The Growing Political Polarization of Santa Claus

by Joshua Tucker on December 25, 2012 · 2 comments

in Frivolity,Political Parties,Public opinion

For Christmas Eve, we featured a guest post from  Dr. Will Jennings, Senior Lecturer in Politics at the University of Southampton, which noted a growing trend in the percentage of survey respondents ascribing a partisan preference to Santa Claus from 1998-2001.  Unfortunately, those two data points missed most of the Bush 43 years and all of the Obama years.  Today, for Christmas, we are happy to report that  Dr.

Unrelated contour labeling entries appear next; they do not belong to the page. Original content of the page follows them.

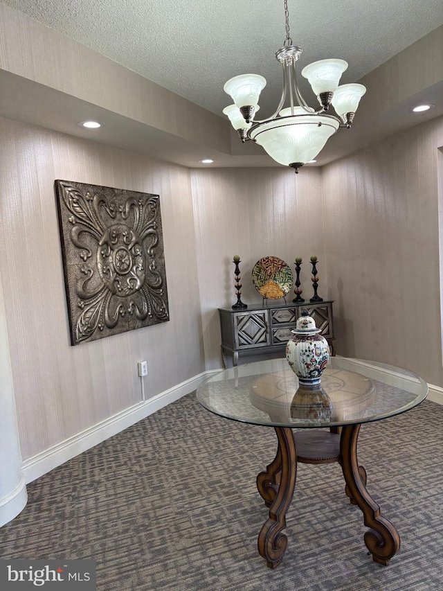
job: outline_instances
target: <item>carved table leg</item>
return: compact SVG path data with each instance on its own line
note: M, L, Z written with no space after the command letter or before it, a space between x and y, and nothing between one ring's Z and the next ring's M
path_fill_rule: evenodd
M280 442L277 454L272 462L266 467L264 472L260 472L257 477L257 488L264 504L270 507L275 500L282 473L282 455Z
M340 441L340 464L346 482L347 494L357 504L363 514L365 525L369 531L365 533L365 544L372 558L387 565L400 547L400 538L392 524L381 517L380 507L365 488L365 469L357 463L357 439L360 425L346 425L343 427Z
M266 565L270 568L275 568L282 561L283 554L287 546L287 538L281 533L281 531L286 527L286 513L292 500L297 473L296 444L292 430L280 427L275 428L278 439L280 453L277 452L275 459L268 466L268 470L271 474L270 468L272 468L274 475L277 474L278 457L280 456L281 459L280 486L269 510L269 518L262 528L257 543L258 552L266 560ZM261 475L259 475L259 478L260 476ZM269 479L267 482L272 483ZM272 484L276 484L276 482ZM259 488L259 492L266 501L266 497L262 494L264 491L261 481L260 486L262 488L262 491Z

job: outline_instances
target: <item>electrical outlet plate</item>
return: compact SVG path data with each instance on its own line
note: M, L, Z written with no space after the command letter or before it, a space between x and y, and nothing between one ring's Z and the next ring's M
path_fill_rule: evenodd
M138 375L141 378L147 376L147 363L145 361L139 361L138 363Z

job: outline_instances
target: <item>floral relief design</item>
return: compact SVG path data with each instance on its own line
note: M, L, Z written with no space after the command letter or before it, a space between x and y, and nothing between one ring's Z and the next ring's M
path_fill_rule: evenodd
M169 320L159 195L55 185L72 344Z

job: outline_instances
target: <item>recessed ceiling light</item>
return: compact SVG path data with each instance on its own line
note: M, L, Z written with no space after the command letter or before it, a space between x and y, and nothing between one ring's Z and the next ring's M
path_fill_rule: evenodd
M414 107L413 111L414 113L421 113L422 111L428 111L429 109L432 109L433 107L435 107L435 105L417 105L417 107Z
M80 123L77 124L80 125L80 127L87 127L90 130L95 130L97 127L101 127L102 124L99 123L98 121L80 121Z

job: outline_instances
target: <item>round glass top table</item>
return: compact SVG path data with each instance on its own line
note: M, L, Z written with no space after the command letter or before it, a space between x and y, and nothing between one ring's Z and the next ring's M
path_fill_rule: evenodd
M258 551L269 567L282 562L287 548L282 530L298 462L339 463L346 495L360 507L369 527L365 543L374 561L389 563L400 547L400 538L366 490L366 471L357 461L360 425L410 410L427 394L426 383L406 369L337 357L329 358L321 383L315 387L300 385L286 359L232 367L199 387L197 400L208 410L273 427L277 434L275 457L257 477L258 491L269 507L258 536Z

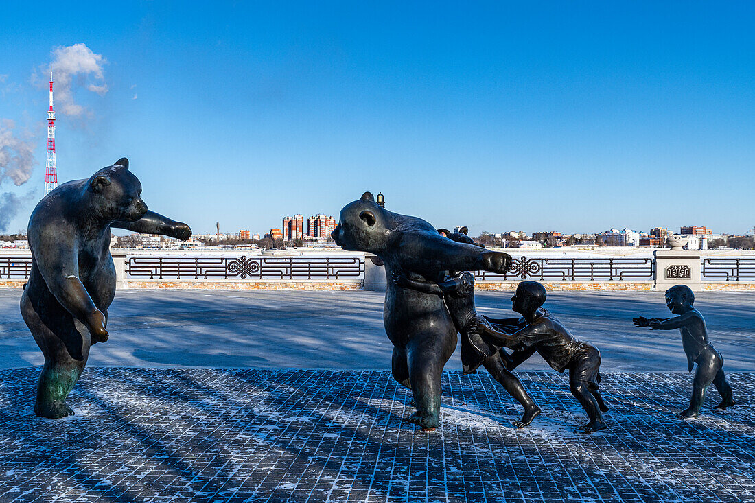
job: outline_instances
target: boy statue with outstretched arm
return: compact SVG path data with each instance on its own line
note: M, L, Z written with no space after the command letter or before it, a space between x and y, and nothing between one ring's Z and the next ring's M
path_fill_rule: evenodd
M676 285L666 291L666 305L673 314L679 316L665 319L643 316L633 318L632 321L637 327L649 326L651 330L673 330L679 329L682 332L682 347L687 355L687 368L692 372L692 367L698 364L692 381L692 397L689 407L676 415L680 419L696 418L700 413L700 407L705 400L705 390L713 383L719 394L721 403L716 409L726 409L735 405L732 397L732 387L726 381L723 374L723 357L708 342L707 329L703 315L692 307L695 294L685 285Z
M545 302L545 288L535 281L523 281L511 298L512 309L523 318L515 325L508 319L491 319L479 323L477 332L483 339L512 347L509 370L538 353L559 372L567 369L572 394L590 418L580 427L587 434L606 427L601 412L608 411L598 392L600 383L600 353L592 344L575 338L563 325L541 306ZM492 327L495 327L495 329ZM498 329L506 332L499 332ZM515 330L511 333L512 330Z

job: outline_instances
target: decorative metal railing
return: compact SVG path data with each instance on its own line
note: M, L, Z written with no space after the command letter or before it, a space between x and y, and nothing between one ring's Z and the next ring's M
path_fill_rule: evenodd
M127 279L288 279L291 281L364 278L362 256L126 258Z
M704 257L703 281L755 281L755 257Z
M0 257L0 279L26 279L31 271L31 255Z
M365 277L362 255L138 255L125 258L126 279L195 280L352 280ZM29 277L31 254L3 255L0 279ZM476 273L487 281L652 281L652 257L513 257L506 274ZM755 282L755 256L702 257L703 282Z
M512 257L506 274L478 271L488 281L652 281L652 257Z

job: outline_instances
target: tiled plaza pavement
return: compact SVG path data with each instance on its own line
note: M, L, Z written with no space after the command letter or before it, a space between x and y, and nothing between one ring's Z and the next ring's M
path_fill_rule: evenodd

Jennings has located new data from 2012!  I’ve put all three sets of polls together in the figure below, and the trend is clear: opinions regarding the partisanship of Santa – like much else in the United States – has become even more polarized over the past decade:

One important caveat in comparing these data is that the most recent poll – conducted by Public Policy Polling on December 5-7, 2012 – did not include an options for “independent” – respondents were asked if Santa was a Democratic, a Republican, or if they were Not Sure (which was given as an option). So part of the difference in the proportion of respondents ascribing a partisans proclivity to Santa may be due to the lack of an “independent” option, which was offered in the earlier surveys. That being said, in 2012 we continue to see substantially more people thinking the elderly, white, and apparently well-off Mr. Claus as a Democrat than a Republican – perhaps he belongs to the Warren Buffet wing of the party?